# Dating In Germany



## inthepit

Does anyone have any experience in this matter? How is the dating scene in Germany? Thanks.


----------



## James3214

Any particular reason why you are asking?


----------



## inthepit

James3214 said:


> Any particular reason why you are asking?


Yes, I may be moving there and don't want it to be the nightmare that it is in Dubai. Just want to make sure its allowed there and others are doing it. Is that okay?


----------



## inthepit

James3214 said:


> Any particular reason why you are asking?


Don't worry I am not a trouble maker or anything like that.


----------



## ALKB

inthepit said:


> Yes, I may be moving there and don't want it to be the nightmare that it is in Dubai. Just want to make sure its allowed there and others are doing it. Is that okay?


There are no laws keeping you from having a girlfriend. Or boyfriend. Or both. Whatever floats your boat, really.

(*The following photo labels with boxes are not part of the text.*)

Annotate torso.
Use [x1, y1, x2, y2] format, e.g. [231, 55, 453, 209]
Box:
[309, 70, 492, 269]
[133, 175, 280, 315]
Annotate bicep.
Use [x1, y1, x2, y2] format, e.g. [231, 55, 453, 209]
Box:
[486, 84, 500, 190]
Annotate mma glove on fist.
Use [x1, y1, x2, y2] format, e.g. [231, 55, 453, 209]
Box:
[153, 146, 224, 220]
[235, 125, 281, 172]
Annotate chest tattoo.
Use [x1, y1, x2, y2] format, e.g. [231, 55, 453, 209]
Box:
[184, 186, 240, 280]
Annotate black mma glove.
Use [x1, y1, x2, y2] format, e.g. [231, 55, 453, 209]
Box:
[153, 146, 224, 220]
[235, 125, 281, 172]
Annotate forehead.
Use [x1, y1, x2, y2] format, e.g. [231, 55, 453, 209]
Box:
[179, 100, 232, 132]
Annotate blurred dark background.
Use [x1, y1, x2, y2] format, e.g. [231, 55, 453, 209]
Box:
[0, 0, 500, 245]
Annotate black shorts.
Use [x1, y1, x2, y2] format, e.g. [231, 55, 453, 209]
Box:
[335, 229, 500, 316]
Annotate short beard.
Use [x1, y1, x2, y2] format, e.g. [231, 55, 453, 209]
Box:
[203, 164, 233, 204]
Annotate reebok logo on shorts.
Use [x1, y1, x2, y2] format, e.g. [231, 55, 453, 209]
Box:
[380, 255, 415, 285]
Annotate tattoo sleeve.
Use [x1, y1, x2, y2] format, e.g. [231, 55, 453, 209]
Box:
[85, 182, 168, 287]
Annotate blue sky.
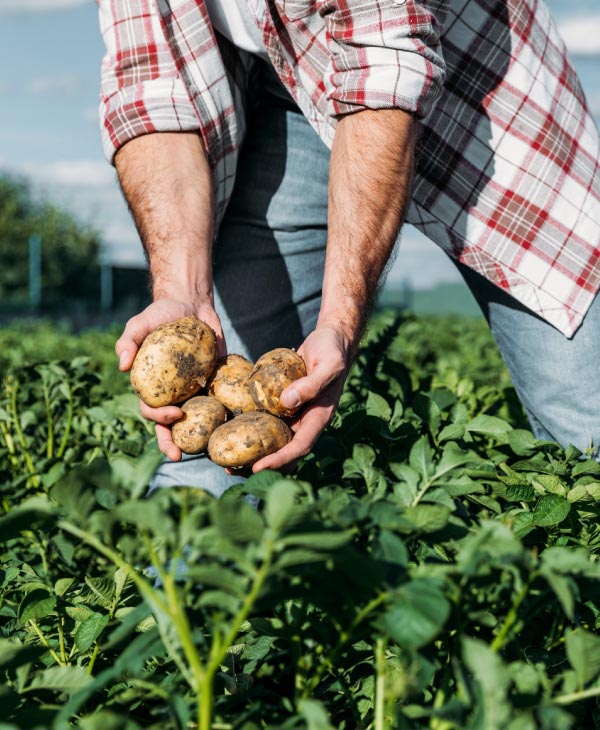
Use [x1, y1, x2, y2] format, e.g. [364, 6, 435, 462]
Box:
[0, 0, 600, 288]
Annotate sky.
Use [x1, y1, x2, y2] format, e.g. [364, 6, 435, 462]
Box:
[0, 0, 600, 288]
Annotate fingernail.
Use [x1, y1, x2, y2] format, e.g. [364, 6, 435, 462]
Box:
[279, 389, 300, 408]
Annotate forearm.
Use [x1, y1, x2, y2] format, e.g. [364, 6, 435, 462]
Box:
[115, 132, 213, 306]
[319, 109, 415, 350]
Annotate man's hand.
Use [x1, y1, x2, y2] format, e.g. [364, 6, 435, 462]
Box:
[115, 299, 227, 461]
[253, 109, 415, 471]
[252, 325, 350, 472]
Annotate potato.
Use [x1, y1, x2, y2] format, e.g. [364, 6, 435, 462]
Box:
[171, 395, 227, 454]
[206, 355, 256, 416]
[248, 347, 306, 416]
[208, 412, 292, 468]
[131, 317, 217, 408]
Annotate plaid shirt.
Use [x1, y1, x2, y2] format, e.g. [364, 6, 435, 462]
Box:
[99, 0, 600, 336]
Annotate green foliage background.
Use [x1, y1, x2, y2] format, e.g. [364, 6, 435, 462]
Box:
[0, 177, 100, 306]
[0, 312, 600, 730]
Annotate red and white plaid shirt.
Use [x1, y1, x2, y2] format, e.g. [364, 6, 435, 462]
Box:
[99, 0, 600, 336]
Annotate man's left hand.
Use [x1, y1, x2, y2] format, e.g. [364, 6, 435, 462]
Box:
[252, 325, 350, 472]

We don't really 'date' as such, at least not in the American sense of the word. Mostly people just start spending more and more time with each other until they realise that they have practically moved in with each other. Mostly people then do move in which each other. No laws against that, either


----------



## James3214

Well, lets say Germany is a lot different to Dubai. I have seen people dating in Germany, and even in public.


----------



## inthepit

James3214 said:


> Well, lets say Germany is a lot different to Dubai. I have seen people dating in Germany, and even in public.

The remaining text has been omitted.